REVIEW:
More daringly terse was Jeremy Gill’s superb Eliot Fragments, whose episodes jumped off from T.S. Eliot quotations to create stark, explosive sound pictures that went to extremes within seconds.
– Philadelphia Inquirer, 4 March 2009
PROGRAM NOTE:
Eliot Fragments (for Carter) was one of ten works commissioned by Network for New Music to celebrate Elliott Carterʼs 100th birthday. It is a collection of meditations on excerpted lines from T.S. Eliotʼs poetry as well as a set of tiny fantasies on 90+, a work by Elliott Carter celebrating the 90th birthday of his longtime friend Goffredo Petrassi. The last five measures of 90+, which are quoted at the beginning of Eliot Fragments, are a particularly poetic bit of music, and I have taken Carterʼs invitation to rhapsodize (ripetere a piacere) quite literally, spinning out my own music from his.

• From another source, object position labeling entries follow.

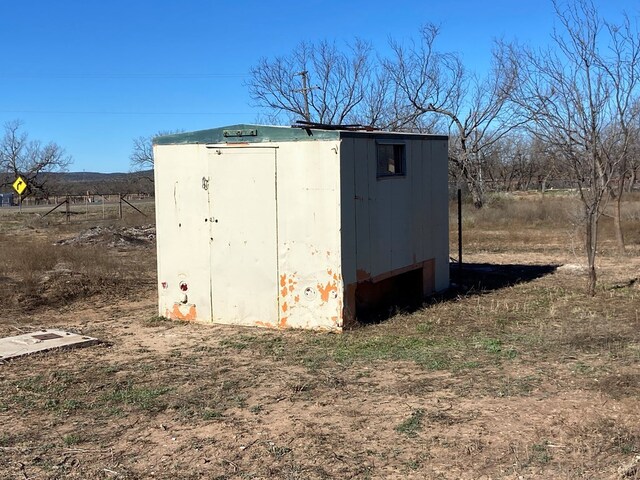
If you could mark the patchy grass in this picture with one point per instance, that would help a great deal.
(515, 373)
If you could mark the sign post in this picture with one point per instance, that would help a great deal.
(19, 186)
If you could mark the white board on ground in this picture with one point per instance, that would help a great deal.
(40, 341)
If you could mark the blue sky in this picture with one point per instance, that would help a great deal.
(93, 75)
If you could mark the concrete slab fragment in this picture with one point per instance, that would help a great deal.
(40, 341)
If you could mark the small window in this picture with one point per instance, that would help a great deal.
(391, 160)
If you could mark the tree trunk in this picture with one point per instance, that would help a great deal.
(617, 223)
(477, 194)
(591, 242)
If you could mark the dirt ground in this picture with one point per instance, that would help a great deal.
(515, 374)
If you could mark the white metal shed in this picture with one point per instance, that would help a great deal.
(297, 227)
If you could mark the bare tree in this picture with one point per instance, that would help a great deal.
(477, 109)
(322, 83)
(29, 159)
(580, 105)
(141, 157)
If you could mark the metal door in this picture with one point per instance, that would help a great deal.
(242, 206)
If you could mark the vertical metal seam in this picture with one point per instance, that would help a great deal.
(210, 236)
(275, 170)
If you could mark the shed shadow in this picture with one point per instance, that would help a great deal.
(466, 279)
(478, 278)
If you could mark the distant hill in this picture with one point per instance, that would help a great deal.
(79, 183)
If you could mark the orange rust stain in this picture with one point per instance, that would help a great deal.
(325, 290)
(177, 313)
(362, 275)
(265, 324)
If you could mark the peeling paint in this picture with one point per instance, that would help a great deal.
(325, 290)
(264, 324)
(182, 312)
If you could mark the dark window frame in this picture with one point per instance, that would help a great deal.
(391, 159)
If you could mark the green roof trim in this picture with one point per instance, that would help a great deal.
(246, 133)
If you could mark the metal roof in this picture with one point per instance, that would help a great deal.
(248, 133)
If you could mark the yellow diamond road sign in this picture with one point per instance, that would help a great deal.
(19, 185)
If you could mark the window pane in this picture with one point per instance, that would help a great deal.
(390, 160)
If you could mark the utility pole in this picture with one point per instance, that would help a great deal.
(305, 92)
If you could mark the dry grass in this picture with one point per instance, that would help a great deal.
(517, 373)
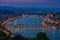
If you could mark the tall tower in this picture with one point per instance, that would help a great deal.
(15, 24)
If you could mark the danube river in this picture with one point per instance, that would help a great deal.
(31, 25)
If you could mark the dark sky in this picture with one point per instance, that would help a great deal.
(30, 3)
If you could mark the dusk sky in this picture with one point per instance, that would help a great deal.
(30, 3)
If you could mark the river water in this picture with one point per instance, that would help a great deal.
(31, 25)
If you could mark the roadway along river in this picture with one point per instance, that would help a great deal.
(29, 26)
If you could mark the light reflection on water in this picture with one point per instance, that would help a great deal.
(30, 26)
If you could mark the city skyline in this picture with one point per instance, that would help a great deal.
(30, 3)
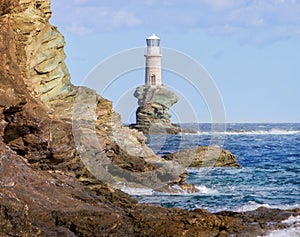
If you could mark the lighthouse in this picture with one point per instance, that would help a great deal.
(153, 62)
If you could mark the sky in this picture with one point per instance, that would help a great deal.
(250, 51)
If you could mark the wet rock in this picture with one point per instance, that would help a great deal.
(45, 189)
(152, 116)
(206, 156)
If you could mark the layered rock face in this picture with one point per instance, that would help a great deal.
(152, 115)
(207, 156)
(45, 188)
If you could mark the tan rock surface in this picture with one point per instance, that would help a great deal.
(206, 156)
(45, 190)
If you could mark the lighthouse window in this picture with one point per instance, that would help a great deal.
(153, 80)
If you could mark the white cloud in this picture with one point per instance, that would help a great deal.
(78, 29)
(242, 19)
(124, 18)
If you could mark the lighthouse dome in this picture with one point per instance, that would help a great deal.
(153, 40)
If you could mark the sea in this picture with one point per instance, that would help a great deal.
(269, 155)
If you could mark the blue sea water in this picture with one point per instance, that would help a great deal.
(269, 176)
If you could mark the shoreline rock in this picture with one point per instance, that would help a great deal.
(152, 115)
(45, 188)
(206, 156)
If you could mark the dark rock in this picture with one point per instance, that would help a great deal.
(45, 189)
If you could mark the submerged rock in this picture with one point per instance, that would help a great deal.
(45, 189)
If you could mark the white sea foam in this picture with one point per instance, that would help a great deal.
(251, 206)
(138, 191)
(292, 231)
(273, 131)
(205, 190)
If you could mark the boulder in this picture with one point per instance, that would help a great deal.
(206, 156)
(152, 115)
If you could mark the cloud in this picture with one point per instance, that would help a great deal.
(78, 29)
(251, 21)
(122, 18)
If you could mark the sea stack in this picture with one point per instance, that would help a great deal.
(154, 100)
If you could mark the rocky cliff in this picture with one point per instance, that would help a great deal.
(152, 115)
(45, 187)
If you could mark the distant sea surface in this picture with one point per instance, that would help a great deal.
(269, 176)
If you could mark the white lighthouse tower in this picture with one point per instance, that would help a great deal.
(153, 62)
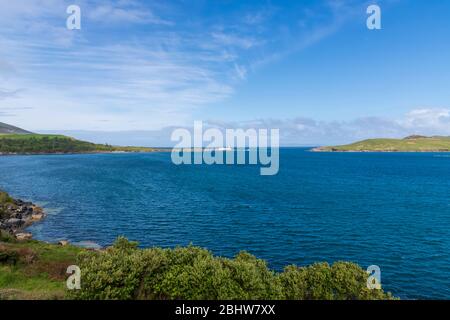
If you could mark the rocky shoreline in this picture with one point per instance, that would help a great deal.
(16, 215)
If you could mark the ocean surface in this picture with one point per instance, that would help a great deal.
(385, 209)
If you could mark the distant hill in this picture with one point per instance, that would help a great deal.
(14, 140)
(50, 143)
(409, 144)
(9, 129)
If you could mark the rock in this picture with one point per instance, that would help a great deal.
(23, 236)
(14, 222)
(37, 216)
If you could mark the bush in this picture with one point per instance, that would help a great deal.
(341, 281)
(125, 272)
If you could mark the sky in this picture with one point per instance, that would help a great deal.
(136, 70)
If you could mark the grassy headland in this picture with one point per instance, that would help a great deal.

Eliot Fragments is in five extremely short movements, each headed by a line or two of Eliotʼs poetry and each developed from a musical idea present in 90+:
“In my end is my beginning” (from “East Coker,” V) is the end of 90+ as theme-become rhapsody.
“Because I do not hope to turn again” (from “Ash-Wednesday,” I) is a fantasy on a tonality.
“I have heard the mermaids singing, each to each” (from “The Love Song of J. Alfred Prufrock”) is a fantasy on a texture.
“Life is very long” (from “The Hollow Men,” V) is a fantasy on a sonority.
“Time and the bell have buried the day” (from “Burnt Norton,” IV)/“(But our beginnings never know our ends!)” (from “Portrait of a Lady,” III) is a fantasy on an accented beat.